Work less, study more. Sounds like a paradox right? After all we've been taught that the more you study, the more work you get done. So we slave away in front of our textbooks, our computers, and our workbooks desperately trying to cram more and more study into a 24 hour day.
The way you study matters more than how you actually study.
Work vs 'work'
So let's think about it. When you study, do you give your entire undivided attention to your studies or do you instead listen to music on full blast? Stopping every couple of minutes to check Facebook? Sing that awesome chorus in the song? Maybe take an obscenely long amount of time to organise your work?
If this sounds familiar this is because you think you are doing a lot of work by doing lots of small tasks that detract away from making any progress into that assignment.
To work less and study more, you need to flat out work on that part of an assignment, taking breaks when necessary. Himal wrote an excellent article on the Pomodoro technique which I've found works well in giving you blocks to give your undivided attention to your studies.
This way, instead of staying on your desk for 6 hours every night, you may just need to work for 2 hours or even less, but still accomplish the same amount of work. Since you focused on that task, you completed the task in a much shorter amount of time.
Starting is the hardest part
If you're anything like me, then starting is the hardest part. Whether it's getting out of bed, doing the dishes or studying. You just find any excuse to try and do the task later. But when you get down to it, when you actually start, you find that it's not too bad and you have the compulsion to finish the task you wanted to do.
You might start your computer up with the intention to start that essay, but you just wanted to 'quickly' check your subscriptions on YouTube. And before you know it, you've spent hours on YouTube while slowly starting your essay.
Once again, that task which should've taken only 1-2 hours has dragged out to your entire night. When you start straight away, then you'll find that urge to finish or make headway into that assignment due next week.
Should I take breaks?
Breaks by their very definition make you lose concentration in your task, they allow you breathing space and give you a rest from the work you are doing.
Remember, taking breaks is good.
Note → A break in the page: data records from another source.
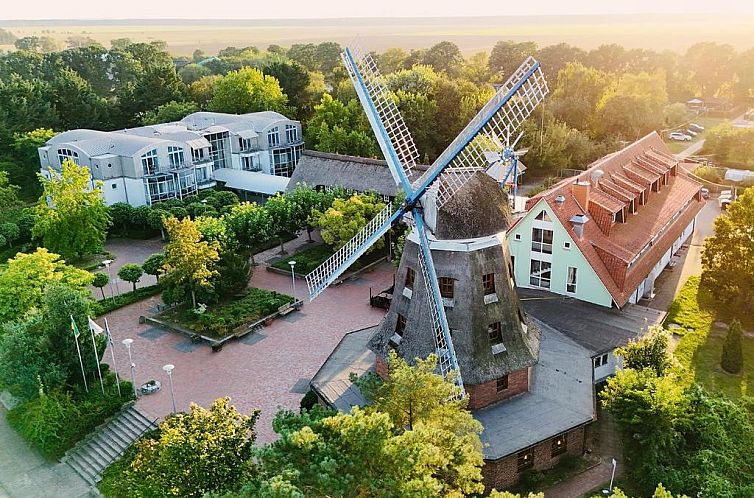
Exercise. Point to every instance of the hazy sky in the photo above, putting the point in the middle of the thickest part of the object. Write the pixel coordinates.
(265, 9)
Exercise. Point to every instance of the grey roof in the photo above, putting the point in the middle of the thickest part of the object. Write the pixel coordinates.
(335, 170)
(560, 398)
(351, 355)
(596, 328)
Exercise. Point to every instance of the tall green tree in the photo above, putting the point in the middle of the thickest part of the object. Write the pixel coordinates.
(72, 218)
(247, 90)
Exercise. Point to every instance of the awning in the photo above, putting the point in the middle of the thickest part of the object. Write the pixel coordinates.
(247, 134)
(198, 143)
(251, 181)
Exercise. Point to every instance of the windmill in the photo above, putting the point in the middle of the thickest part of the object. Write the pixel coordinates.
(426, 192)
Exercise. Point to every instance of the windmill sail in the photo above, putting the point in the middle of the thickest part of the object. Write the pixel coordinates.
(392, 134)
(501, 116)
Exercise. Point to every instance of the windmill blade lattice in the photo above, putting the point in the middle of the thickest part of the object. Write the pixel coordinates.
(502, 115)
(386, 120)
(335, 265)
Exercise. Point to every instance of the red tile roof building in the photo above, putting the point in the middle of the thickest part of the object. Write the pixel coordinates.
(627, 214)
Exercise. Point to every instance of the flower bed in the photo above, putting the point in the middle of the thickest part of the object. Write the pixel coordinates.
(222, 319)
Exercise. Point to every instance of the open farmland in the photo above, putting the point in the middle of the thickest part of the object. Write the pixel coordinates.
(470, 34)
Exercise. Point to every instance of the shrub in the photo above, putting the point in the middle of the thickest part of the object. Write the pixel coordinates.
(732, 359)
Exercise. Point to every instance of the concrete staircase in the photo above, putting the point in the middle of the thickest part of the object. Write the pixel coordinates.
(93, 454)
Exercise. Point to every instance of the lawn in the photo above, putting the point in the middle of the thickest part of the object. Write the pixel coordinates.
(220, 320)
(700, 347)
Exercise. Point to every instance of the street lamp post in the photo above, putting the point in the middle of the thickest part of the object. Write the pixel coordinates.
(169, 369)
(293, 278)
(107, 263)
(127, 343)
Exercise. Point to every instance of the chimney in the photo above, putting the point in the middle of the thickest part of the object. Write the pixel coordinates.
(580, 191)
(577, 222)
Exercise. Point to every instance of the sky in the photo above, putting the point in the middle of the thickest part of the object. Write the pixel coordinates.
(313, 9)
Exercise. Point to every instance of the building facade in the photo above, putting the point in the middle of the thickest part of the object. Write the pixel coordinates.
(253, 153)
(605, 235)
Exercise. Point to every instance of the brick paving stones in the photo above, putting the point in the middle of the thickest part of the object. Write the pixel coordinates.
(259, 371)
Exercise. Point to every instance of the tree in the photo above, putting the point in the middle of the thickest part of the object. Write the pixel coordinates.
(247, 90)
(190, 455)
(732, 359)
(72, 218)
(281, 211)
(189, 261)
(153, 265)
(172, 111)
(651, 351)
(728, 255)
(100, 281)
(507, 55)
(131, 272)
(23, 281)
(343, 220)
(444, 57)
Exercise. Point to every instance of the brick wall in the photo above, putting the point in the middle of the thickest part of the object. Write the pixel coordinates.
(381, 366)
(481, 395)
(503, 473)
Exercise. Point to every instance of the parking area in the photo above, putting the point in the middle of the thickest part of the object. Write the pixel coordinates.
(269, 370)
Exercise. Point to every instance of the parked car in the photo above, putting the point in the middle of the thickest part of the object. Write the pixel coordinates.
(680, 137)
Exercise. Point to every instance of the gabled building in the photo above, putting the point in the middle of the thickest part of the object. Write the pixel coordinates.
(254, 154)
(605, 235)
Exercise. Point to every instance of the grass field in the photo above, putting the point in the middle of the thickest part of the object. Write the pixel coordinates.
(470, 34)
(700, 347)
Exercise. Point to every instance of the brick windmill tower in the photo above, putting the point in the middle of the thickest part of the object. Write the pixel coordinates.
(456, 297)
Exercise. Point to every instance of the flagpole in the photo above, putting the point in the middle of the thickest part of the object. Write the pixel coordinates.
(96, 360)
(112, 354)
(78, 350)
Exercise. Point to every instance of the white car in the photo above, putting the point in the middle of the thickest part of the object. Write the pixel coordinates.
(679, 137)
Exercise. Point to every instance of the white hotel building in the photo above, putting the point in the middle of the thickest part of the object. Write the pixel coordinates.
(254, 154)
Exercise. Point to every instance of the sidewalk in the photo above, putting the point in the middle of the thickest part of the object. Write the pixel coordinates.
(25, 474)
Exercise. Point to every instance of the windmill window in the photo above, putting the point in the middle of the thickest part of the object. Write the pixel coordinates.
(501, 384)
(400, 325)
(410, 276)
(488, 282)
(446, 287)
(495, 330)
(559, 445)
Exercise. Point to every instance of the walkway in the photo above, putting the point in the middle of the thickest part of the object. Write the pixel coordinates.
(25, 474)
(268, 370)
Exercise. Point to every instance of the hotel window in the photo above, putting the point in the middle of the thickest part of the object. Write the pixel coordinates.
(525, 460)
(273, 137)
(539, 275)
(541, 240)
(446, 287)
(410, 276)
(501, 384)
(149, 162)
(291, 134)
(559, 445)
(400, 325)
(495, 331)
(488, 283)
(64, 154)
(571, 281)
(600, 361)
(542, 216)
(175, 155)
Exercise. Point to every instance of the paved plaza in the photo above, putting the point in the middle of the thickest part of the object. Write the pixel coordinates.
(268, 370)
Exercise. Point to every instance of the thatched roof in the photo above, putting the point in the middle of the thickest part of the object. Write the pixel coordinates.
(322, 169)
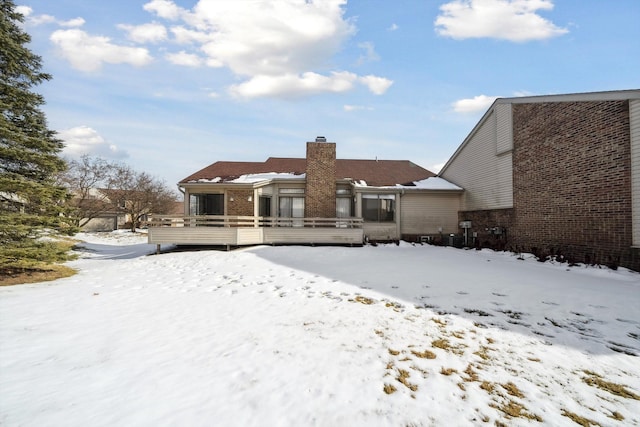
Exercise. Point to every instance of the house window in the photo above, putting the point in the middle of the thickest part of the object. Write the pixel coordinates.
(343, 207)
(264, 208)
(378, 207)
(291, 207)
(291, 191)
(206, 204)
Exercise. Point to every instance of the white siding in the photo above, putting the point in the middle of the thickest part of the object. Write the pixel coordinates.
(429, 213)
(486, 177)
(634, 115)
(504, 129)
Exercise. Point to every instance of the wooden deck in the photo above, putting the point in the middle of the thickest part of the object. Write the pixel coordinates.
(249, 230)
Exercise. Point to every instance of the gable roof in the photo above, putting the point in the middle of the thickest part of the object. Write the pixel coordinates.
(376, 173)
(614, 95)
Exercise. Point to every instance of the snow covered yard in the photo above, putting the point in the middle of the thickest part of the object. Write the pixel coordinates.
(325, 336)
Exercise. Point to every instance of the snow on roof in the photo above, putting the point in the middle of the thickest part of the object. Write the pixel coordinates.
(257, 177)
(435, 183)
(431, 183)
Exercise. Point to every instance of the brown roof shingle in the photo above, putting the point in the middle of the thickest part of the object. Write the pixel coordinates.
(373, 172)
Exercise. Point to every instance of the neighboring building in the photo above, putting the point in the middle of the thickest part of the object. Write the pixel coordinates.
(317, 199)
(555, 175)
(107, 211)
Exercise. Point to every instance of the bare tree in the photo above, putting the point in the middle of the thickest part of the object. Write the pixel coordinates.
(138, 194)
(86, 179)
The kind of breaks that you take however can result in lost concentration and lost time. Taking a social media break for example, might lead to you thinking how to reply to the person during the time you're meant to be concentrating.
Make sure that your breaks are short so that you are not fully distracted from your work.
Can you work less?
It is actually possible to get more free time than many people. As many of your teachers have probably said, it's not the quantity of study but the quality of study.
• Give your undivided focus and concentration to your task for as long as you can
• Dive straight into your task, starting is often the hardest part
• Take breaks when necessary but make sure they don't derail your focus
And really, who doesn’t want more free time?